The client wanted to know if it was the firewall or the mail server, i.e. they were still concerned it was the firewall. I tried to explain that it was the firewall doing the dropping, but only because the mail server wasn’t operating correctly. As for why it wasn’t I could feign no hypothesis; the email server in question was Novell GroupWise (shudder).
Linux To The Rescue
The next thought in my mind was to show him what a normally functioning mail server looks like. In no more than 20 seconds I had a fully functioning installation of Postfix running, and pulled my Blackberry from its holster.

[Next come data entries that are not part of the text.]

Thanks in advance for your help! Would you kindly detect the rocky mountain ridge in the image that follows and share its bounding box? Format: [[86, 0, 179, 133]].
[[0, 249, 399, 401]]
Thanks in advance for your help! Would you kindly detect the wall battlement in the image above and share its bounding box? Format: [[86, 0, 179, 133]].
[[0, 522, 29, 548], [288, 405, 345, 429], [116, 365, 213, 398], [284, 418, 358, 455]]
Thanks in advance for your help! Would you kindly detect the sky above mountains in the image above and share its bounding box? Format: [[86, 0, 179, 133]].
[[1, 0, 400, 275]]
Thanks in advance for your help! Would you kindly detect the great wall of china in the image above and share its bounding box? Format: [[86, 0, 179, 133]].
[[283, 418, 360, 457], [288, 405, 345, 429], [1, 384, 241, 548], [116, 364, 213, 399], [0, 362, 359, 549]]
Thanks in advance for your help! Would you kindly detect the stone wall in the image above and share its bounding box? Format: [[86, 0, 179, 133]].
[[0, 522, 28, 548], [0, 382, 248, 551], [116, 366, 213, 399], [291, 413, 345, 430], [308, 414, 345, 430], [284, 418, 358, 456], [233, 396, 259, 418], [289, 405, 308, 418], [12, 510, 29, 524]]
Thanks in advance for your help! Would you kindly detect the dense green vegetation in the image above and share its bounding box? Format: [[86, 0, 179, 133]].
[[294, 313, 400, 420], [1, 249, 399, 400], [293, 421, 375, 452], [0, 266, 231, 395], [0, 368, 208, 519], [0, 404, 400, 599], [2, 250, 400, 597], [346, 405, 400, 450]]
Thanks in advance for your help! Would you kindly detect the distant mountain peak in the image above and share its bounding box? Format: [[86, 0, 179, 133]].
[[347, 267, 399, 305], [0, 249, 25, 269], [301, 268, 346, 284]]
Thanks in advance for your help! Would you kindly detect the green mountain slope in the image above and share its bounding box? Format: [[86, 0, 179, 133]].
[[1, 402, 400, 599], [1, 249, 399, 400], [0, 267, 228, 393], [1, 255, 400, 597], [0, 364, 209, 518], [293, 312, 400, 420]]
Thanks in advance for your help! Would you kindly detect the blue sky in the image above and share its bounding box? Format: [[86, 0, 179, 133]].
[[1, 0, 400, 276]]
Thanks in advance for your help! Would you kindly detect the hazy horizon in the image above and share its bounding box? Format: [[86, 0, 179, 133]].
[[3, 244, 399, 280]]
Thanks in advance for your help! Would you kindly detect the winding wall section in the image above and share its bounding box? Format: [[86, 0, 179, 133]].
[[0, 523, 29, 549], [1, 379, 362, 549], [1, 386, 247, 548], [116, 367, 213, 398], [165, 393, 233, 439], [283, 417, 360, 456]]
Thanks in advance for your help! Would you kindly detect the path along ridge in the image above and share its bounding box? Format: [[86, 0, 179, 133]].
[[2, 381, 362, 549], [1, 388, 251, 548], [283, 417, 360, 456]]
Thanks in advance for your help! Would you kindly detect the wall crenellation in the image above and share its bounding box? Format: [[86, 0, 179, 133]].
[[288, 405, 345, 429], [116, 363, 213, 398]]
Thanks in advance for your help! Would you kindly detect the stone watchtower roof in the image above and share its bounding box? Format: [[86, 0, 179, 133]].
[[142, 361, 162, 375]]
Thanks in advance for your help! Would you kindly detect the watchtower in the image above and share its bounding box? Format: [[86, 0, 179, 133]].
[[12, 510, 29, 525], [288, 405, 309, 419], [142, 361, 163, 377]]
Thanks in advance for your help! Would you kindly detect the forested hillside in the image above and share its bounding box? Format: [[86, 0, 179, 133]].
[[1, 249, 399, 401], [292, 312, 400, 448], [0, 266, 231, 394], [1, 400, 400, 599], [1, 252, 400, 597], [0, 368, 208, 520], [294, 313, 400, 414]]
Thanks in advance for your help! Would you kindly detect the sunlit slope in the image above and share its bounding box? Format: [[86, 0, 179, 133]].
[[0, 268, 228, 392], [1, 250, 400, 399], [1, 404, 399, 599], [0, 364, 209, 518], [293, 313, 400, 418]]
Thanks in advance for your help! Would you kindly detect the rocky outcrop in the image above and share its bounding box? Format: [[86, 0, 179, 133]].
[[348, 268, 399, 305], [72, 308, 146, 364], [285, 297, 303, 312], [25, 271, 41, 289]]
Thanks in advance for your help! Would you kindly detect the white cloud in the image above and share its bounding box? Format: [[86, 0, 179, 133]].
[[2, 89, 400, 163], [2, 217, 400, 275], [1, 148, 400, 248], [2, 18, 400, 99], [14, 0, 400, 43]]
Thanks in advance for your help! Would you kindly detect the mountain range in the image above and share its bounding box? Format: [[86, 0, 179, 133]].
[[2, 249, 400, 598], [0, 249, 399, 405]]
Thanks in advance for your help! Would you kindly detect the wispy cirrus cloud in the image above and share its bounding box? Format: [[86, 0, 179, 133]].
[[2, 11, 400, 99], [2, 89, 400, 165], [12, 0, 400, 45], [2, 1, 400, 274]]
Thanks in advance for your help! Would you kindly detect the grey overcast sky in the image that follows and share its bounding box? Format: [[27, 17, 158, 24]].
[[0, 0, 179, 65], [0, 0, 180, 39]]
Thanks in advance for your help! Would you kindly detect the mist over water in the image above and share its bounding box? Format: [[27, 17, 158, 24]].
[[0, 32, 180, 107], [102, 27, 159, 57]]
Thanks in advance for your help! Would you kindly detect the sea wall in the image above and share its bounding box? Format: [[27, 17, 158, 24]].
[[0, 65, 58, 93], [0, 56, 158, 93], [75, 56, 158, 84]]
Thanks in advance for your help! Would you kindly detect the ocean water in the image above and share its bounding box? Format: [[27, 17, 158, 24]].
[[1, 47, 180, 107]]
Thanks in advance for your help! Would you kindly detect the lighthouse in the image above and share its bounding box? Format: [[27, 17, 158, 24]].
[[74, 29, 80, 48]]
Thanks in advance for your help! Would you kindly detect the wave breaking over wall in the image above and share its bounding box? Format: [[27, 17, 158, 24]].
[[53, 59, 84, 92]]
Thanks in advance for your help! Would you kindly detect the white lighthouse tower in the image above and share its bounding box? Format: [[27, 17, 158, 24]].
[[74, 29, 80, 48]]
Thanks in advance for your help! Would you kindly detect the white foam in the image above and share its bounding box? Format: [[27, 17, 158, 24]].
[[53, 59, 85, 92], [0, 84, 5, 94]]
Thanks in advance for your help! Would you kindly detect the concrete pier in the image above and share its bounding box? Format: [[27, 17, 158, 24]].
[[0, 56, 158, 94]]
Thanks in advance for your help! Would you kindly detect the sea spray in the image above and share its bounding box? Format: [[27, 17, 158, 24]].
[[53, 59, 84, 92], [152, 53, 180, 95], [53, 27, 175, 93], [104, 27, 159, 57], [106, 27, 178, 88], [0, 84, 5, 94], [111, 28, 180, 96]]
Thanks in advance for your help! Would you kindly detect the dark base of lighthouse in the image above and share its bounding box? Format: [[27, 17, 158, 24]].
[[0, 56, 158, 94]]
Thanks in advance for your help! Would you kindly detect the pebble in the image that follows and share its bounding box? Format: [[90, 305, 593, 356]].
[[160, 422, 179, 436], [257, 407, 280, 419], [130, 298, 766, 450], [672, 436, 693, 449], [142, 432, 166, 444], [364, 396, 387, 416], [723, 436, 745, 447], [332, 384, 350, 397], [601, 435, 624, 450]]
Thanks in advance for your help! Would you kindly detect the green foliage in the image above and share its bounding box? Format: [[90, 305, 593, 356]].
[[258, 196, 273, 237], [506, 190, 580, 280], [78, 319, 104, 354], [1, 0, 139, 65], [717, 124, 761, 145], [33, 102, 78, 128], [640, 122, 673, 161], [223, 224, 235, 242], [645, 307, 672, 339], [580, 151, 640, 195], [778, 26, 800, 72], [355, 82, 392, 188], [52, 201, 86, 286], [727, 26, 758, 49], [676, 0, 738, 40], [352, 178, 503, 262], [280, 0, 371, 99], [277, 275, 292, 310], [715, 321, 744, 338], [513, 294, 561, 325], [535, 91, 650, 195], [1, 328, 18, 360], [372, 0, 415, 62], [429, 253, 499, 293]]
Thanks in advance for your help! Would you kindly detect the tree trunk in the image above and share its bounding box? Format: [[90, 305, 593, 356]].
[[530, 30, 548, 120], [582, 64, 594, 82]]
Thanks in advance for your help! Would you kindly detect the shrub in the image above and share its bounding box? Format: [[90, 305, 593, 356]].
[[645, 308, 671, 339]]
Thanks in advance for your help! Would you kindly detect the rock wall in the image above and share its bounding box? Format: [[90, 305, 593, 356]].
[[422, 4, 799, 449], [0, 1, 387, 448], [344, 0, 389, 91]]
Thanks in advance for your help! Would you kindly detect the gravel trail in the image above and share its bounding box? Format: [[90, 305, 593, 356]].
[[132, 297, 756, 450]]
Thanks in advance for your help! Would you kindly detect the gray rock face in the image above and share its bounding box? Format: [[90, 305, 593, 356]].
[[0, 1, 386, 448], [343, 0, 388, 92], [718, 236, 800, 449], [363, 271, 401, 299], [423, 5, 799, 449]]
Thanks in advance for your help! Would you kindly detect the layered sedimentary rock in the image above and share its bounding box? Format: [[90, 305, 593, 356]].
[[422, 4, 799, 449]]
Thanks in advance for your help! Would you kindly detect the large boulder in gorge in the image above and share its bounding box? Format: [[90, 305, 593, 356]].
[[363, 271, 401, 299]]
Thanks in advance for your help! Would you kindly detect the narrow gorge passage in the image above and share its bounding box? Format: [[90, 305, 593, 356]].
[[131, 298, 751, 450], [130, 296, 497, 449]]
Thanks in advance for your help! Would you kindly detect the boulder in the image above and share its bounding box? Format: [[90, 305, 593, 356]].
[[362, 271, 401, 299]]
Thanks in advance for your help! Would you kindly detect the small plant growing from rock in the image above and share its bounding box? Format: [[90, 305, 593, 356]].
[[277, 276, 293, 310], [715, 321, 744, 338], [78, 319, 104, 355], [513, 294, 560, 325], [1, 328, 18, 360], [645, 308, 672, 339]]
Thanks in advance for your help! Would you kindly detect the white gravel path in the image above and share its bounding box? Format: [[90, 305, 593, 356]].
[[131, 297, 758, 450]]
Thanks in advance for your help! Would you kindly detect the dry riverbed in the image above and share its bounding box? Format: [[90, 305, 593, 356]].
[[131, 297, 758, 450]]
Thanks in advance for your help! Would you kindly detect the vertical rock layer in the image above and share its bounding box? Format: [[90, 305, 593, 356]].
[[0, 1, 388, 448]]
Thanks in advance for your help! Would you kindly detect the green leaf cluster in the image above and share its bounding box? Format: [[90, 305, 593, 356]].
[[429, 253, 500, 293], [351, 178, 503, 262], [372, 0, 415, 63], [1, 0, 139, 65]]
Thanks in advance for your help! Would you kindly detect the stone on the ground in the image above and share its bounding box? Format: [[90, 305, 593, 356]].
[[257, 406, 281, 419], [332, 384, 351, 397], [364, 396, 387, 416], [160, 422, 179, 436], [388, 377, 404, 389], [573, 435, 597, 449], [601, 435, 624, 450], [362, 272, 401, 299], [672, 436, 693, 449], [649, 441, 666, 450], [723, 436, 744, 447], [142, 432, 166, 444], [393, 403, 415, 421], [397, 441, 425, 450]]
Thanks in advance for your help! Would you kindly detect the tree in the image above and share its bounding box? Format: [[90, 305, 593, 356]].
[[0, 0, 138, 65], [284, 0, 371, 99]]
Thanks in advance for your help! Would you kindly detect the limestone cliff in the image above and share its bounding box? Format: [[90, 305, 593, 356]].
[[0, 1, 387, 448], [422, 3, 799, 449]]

I then simply echo’d test, piped it to mail, and sent it to my personal email address:
echo test | mail -s Test daniel@dmiessler.com
I then quickly pressed the up arrow and enter like 10 times — launching 10 perfectly formatted email messages out of their network.
Roughly five (5) seconds later I heard the beautiful sonar ping sound of incoming mail on my Blackberry. 10 of them. My client just watched as they hit the screen, and when I showed him the 10 green outbound SMTP entries in Check Point (a stark contrast to the alternating green-red on the Groupwise box) he knew the problem was on his own email server.
Bottom line — I needed a fully functional email server to test outbound SMTP. 20 seconds later, thanks to apt-get install postfix, I had that test server and I was able to move along in the problem-solving process.
Case in point — Linux owns. And for those that care, score one for Ubuntu/Debian too. In cases like these, apt > portage without a doubt.